Джорджия О'Кифф

Джоан Дидион

Перевод Андрея Сен-Сенькова

  “Где я родилась, где и как жила, не имеет значения”, — сказала Джорджия О’Кифф в книге, опубликованной на девяностом году ее пребывания на Земле. Кажется, она советует нам забыть прекрасное лицо с фотографий Стиглица. Кажется, она отвергает снисходительную романтику, которая в то время ассоциировалась с ней, романтику чрезвычайно привлекательной внешности, преклонного возраста и намеренной изоляции. “То, во что я превратила место, где жила, вот что должно представлять интерес”. Я вспоминаю августовский полдень в Чикаго в 1973 году, когда я взяла семилетнюю дочь посмотреть, что Джорджия О’Кифф сделала с тем местом, где жила.
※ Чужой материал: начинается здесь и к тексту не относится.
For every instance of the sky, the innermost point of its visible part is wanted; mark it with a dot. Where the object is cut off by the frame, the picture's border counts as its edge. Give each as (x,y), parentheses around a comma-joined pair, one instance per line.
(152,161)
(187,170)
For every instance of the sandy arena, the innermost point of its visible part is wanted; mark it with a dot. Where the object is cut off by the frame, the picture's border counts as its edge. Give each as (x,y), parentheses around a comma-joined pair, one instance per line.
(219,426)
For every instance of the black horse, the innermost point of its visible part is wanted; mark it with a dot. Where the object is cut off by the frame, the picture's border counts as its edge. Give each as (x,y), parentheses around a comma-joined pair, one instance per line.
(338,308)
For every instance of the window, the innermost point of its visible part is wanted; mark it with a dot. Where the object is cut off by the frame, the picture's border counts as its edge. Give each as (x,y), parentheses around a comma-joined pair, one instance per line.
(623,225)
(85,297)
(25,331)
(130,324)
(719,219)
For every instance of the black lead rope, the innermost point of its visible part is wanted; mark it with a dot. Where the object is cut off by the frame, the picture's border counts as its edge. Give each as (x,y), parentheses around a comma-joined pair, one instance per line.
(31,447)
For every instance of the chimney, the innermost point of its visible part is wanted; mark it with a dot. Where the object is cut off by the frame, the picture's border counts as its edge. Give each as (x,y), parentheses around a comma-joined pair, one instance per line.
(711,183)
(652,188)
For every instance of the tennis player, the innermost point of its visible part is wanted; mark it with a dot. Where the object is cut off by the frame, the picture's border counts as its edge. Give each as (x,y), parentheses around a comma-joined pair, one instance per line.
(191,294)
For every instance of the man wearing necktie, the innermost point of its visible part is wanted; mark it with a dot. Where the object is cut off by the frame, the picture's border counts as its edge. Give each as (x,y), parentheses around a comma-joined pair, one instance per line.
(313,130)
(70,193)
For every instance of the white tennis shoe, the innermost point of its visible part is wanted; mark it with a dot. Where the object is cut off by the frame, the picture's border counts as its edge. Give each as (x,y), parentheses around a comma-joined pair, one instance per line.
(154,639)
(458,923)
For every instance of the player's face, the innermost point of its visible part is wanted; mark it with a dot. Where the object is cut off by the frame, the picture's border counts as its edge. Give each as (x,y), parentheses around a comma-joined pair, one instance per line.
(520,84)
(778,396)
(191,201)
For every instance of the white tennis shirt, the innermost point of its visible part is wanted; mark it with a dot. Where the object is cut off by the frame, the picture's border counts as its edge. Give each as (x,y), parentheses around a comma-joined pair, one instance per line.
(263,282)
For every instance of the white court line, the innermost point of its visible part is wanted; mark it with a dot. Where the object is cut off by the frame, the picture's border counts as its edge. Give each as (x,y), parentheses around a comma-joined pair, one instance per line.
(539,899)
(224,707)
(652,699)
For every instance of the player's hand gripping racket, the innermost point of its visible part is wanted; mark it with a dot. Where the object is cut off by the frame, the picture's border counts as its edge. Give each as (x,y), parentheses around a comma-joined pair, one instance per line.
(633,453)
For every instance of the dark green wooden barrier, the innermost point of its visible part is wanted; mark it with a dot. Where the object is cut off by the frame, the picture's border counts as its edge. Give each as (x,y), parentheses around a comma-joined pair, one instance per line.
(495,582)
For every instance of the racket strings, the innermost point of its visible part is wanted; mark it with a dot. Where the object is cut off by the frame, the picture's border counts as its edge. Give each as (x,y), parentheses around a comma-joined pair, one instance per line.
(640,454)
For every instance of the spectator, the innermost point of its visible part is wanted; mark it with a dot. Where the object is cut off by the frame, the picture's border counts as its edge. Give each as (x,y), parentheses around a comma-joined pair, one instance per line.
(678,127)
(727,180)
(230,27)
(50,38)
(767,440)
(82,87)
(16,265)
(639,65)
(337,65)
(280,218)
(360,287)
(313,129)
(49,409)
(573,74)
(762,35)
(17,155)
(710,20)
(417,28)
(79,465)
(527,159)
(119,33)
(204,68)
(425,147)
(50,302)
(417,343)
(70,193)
Одно из огромных полотен О’Кифф “Небо над облаками” висело над лестницей Чикагского художественного института, доминируя над несколькими этажами пустоты, и моя дочь, выбежав на лестничную площадку, долго на нее смотрела. — Кто это нарисовал? — прошептала она через некоторое время. Я ответила. — Мне нужно с ней поговорить, — произнесла дочь.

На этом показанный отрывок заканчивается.